大型蓄電池は気象状況などに発電量が左右される再生可能エネルギーの有効活用につながるため、米国でも需要拡大が見込まれる。住友電工はコスト削減に向けて現地生産も検討し、先行する韓国LGグループなどを追う。


 次世代大型蓄電池の一つである「レドックスフロー電池」を受注した。競合するリチウムイオン電池より発火リスクが少なく、寿命が長いのが特徴。
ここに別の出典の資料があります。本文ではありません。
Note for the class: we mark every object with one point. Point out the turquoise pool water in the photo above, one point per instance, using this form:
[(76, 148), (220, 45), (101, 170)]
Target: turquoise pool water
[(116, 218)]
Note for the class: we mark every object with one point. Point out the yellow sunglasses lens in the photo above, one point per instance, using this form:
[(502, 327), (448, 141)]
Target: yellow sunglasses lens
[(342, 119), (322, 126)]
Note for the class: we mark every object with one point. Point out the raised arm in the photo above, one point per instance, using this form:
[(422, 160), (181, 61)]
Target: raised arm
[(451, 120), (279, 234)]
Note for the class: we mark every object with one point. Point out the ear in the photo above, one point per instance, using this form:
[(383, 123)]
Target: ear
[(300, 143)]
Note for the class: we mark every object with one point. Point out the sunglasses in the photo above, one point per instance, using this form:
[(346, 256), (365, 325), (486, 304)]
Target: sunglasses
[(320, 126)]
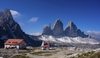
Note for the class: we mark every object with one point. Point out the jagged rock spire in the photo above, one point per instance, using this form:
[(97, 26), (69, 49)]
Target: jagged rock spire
[(71, 29), (57, 28), (47, 30)]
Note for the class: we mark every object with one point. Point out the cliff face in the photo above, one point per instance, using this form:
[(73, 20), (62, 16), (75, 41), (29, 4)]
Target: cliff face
[(71, 29), (57, 29), (11, 29)]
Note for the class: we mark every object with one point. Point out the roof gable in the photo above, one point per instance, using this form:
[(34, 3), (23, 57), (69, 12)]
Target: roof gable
[(13, 41)]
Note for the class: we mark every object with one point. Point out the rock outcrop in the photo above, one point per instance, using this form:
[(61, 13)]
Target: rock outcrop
[(11, 29), (71, 29), (47, 30), (57, 28)]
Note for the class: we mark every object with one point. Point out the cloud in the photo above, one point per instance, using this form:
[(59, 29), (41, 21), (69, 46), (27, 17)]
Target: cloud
[(95, 34), (35, 34), (34, 19), (15, 13)]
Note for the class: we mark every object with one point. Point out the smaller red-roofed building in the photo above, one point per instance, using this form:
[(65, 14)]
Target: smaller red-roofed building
[(15, 43)]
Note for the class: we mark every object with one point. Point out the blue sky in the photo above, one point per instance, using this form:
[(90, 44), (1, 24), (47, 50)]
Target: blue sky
[(33, 15)]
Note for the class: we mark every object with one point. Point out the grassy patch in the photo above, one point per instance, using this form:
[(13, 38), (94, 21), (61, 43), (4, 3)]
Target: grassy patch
[(69, 53), (20, 56), (44, 53), (91, 54)]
国内では2015年に北海道電力から受注している。

 今回受注したのは新エネルギー・産業技術総合開発機構(NEDO)が米カリフォルニア州と契約した実証プロジェクト。蓄電池の容量は出力ベースで2000キロワットで、今秋に設置する。周辺インフラなどの整備も含めた事業規模は数十億円程度とみられる。

 米カリフォルニア州では電力大手に大型蓄電池の設置を義務付けており、住友電工も営業活動を強化してきた。今後は米国での受注拡大をにらみ現地法人の営業担当者や技術者を増員する。現在は日本にある大阪製作所(大阪市)で蓄電池を生産しているが、数年内に米国で部品の調達体制を整え、組み立て工場も建設する方向で検討に入った。

 米国の蓄電池市場はカリフォルニア州が電力大手に義務付けた蓄電池だけで数千億円規模が見込まれる。韓国LG化学などが先行するが、住友電工は米国市場を皮切りに世界で大型蓄電池の市場を開拓し、年1000億円規模の事業に育てる考えだ。